Guest post by Sharon Cain, managing director of Quest PR.

Compared to PR pros, are journalists quicker to adapt and embrace the wealth of opportunities that our vibrant new world of social media presents?

The dramatic evolution that journalism and PR have undergone since I was haring around the UK living on caffeine, adrenaline, and deadlines as an on-screen Sky TV reporter has been reinforced in Jeff Bullas’ brilliant blog on The 10 New Rules of PR.

As the UK’s first 24-hour station, Sky was hungry for its counterparts’ success – and its agility, tenacity, and speed (it reminded me of a voracious beast gobbling up my stories and instantly demanding more!) saw print journalists taking their lead from a channel that competitors predicted (wrongly) would go belly up.

Hunting “with the pack” was fun and furious and there was a certain snobbery (not to mention ego!) among the national media regarding their importance as the decision makers and custodians of the nation’s breaking news and ongoing content.

On becoming the “poacher turned gamekeeper” and moving into PR, my livelihood almost entirely depended on reporters – because at the time they were the only platform (with the exception of newsletters and company reports) to publish or broadcast our clients’ stories.

Fast forward to a world in which the media is no longer the “first” on many fronts. The advent of social media channels has highlighted that members of the public can circulate breaking news within minutes to news outlets and via their social media channels.

Thanks to the latter, the media is no longer the primary route for PR pros to penetrate our own and our clients’ target audiences.

Elements of the beleaguered mainstream media are under threat with falling newspaper circulations frequently in the news and compounded by TheMediaIsDying Twitter site.

Despite all this, the good news is that the media does not appear to be burying its collective head in the sand. Many journalists are looking forward, embracing social media, and appear to be pragmatic about what the future holds.

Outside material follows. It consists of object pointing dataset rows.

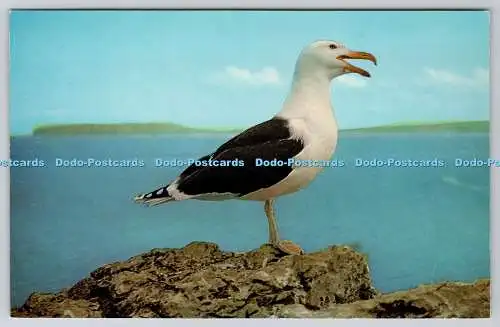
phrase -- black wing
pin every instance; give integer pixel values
(268, 140)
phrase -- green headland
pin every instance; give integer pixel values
(171, 128)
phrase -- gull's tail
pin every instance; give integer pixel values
(155, 197)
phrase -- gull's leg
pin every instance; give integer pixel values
(285, 246)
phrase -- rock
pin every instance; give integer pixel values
(444, 300)
(200, 280)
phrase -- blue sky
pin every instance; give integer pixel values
(233, 68)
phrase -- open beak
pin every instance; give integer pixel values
(357, 55)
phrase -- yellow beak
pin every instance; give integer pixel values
(357, 55)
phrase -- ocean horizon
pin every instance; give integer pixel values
(416, 224)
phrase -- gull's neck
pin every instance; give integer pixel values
(309, 97)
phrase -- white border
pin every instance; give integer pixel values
(255, 4)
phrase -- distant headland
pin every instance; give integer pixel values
(126, 128)
(172, 128)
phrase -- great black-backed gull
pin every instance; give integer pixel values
(305, 129)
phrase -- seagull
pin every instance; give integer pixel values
(304, 130)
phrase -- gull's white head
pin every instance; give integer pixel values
(330, 57)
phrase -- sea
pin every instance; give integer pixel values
(418, 224)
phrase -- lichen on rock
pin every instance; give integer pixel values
(199, 280)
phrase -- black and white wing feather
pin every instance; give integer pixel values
(269, 140)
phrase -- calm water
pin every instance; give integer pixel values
(418, 225)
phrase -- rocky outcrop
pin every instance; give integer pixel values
(200, 280)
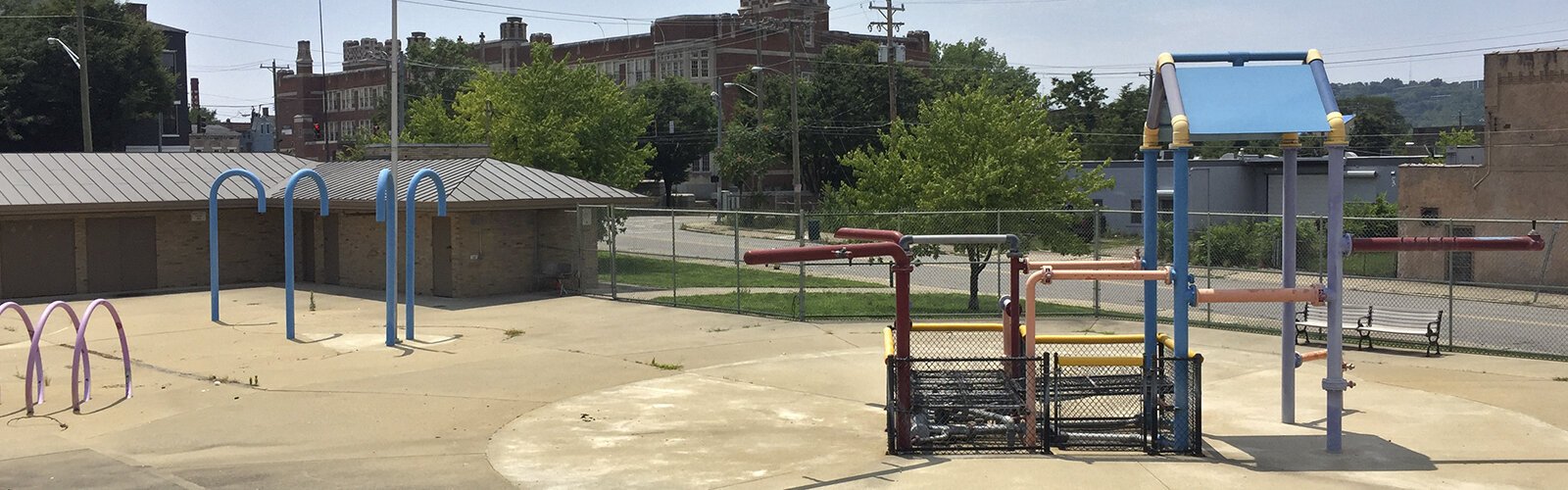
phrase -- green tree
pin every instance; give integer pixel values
(1449, 140)
(439, 68)
(39, 101)
(682, 130)
(1377, 124)
(843, 106)
(966, 65)
(549, 115)
(745, 156)
(974, 151)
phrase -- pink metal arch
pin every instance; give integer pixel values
(38, 362)
(33, 357)
(80, 354)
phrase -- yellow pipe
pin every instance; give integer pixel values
(1089, 339)
(1337, 129)
(1098, 360)
(888, 346)
(1180, 134)
(956, 327)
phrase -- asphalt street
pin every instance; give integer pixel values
(1479, 323)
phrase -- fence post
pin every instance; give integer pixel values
(1095, 223)
(615, 231)
(1452, 315)
(734, 221)
(1546, 263)
(800, 239)
(674, 284)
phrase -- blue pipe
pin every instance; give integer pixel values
(1324, 90)
(1181, 300)
(386, 195)
(212, 224)
(289, 189)
(1238, 59)
(408, 237)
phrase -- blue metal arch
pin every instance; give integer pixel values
(408, 237)
(386, 197)
(212, 224)
(289, 189)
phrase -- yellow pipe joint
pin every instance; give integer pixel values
(1152, 138)
(1290, 140)
(1337, 129)
(1180, 135)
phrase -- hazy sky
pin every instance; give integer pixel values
(1361, 39)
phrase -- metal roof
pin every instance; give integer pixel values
(132, 177)
(466, 181)
(38, 182)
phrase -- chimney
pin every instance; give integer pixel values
(303, 60)
(514, 30)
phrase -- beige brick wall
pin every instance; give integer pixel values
(494, 252)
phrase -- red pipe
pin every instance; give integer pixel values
(1531, 242)
(902, 322)
(827, 253)
(867, 234)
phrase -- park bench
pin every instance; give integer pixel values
(1376, 319)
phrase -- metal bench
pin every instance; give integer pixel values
(1306, 320)
(1380, 319)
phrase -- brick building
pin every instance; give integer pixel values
(1521, 176)
(106, 223)
(706, 49)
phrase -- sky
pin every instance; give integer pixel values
(1360, 39)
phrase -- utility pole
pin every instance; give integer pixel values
(82, 73)
(271, 68)
(891, 27)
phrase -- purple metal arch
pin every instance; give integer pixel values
(35, 357)
(80, 354)
(38, 362)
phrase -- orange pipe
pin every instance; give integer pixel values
(1128, 265)
(1262, 296)
(1314, 355)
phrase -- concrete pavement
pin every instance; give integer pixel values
(585, 393)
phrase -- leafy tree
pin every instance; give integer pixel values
(39, 101)
(549, 115)
(974, 150)
(439, 68)
(843, 107)
(1377, 126)
(745, 156)
(682, 130)
(1078, 104)
(1447, 140)
(966, 65)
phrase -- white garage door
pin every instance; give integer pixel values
(1311, 193)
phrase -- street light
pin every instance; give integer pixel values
(718, 142)
(794, 122)
(86, 109)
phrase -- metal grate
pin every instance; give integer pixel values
(969, 404)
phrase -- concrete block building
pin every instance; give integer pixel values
(117, 223)
(1521, 176)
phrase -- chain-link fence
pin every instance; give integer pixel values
(1499, 302)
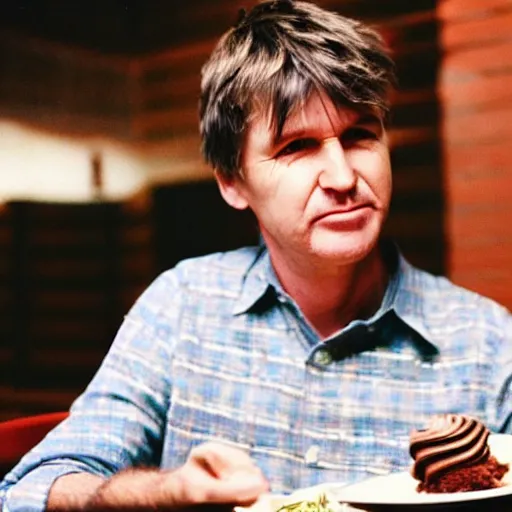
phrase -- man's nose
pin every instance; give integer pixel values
(336, 171)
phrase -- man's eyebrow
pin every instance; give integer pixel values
(369, 118)
(286, 135)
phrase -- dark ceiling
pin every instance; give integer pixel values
(126, 27)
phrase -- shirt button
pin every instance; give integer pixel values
(322, 356)
(312, 453)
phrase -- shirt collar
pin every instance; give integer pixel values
(404, 294)
(256, 282)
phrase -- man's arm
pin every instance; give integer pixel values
(119, 421)
(213, 474)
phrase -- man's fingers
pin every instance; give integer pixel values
(242, 488)
(221, 460)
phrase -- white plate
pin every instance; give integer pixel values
(399, 489)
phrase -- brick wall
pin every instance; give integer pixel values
(475, 87)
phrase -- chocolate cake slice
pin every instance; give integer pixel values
(452, 455)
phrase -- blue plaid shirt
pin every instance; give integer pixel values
(214, 350)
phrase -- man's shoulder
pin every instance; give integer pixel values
(222, 271)
(444, 296)
(237, 262)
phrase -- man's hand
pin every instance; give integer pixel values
(214, 474)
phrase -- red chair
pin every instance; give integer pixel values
(18, 436)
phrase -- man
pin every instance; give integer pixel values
(303, 361)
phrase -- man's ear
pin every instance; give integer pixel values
(232, 190)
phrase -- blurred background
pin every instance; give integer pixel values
(102, 185)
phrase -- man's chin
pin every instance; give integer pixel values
(344, 250)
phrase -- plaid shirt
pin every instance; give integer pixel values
(214, 350)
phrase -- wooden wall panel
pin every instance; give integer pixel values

This was reflected last week when Social Times highlighted the results of a recent survey comprising more than 770 journalists from 21 countries which revealed that:

  • 50 percent of those questioned predicted the eventual demise of offline publications
  • 25 percent forecast that both online and offline media will shrink significantly
  • More than 50 percent are skeptical as to the profitability of online media as viable business models.

However, when putting PR agencies under the spotlight, we read that 78 percent of the UK’s 100 powerful agencies are not using Twitter, and our industry watchdog is bemoaning the the fact that PR pros are failing to embrace search marketing.

Why are agencies failing to realize that potential clients who are “new media savvy” may no longer engage them on sizeable monthly retainers to battle with thousands of competing agencies and in-house teams for mainstream coverage when a social media campaign can be more effective?

I’m really interested to hear your thoughts on how fast PR pros are adapting and responding to social media in the United States?

Also, will there still be a place for lifestyle publications that people can still see, touch, feel (and sometimes smell!) – or will we all be downloading apps for our iPhones and packing kindles in our holiday hand luggage?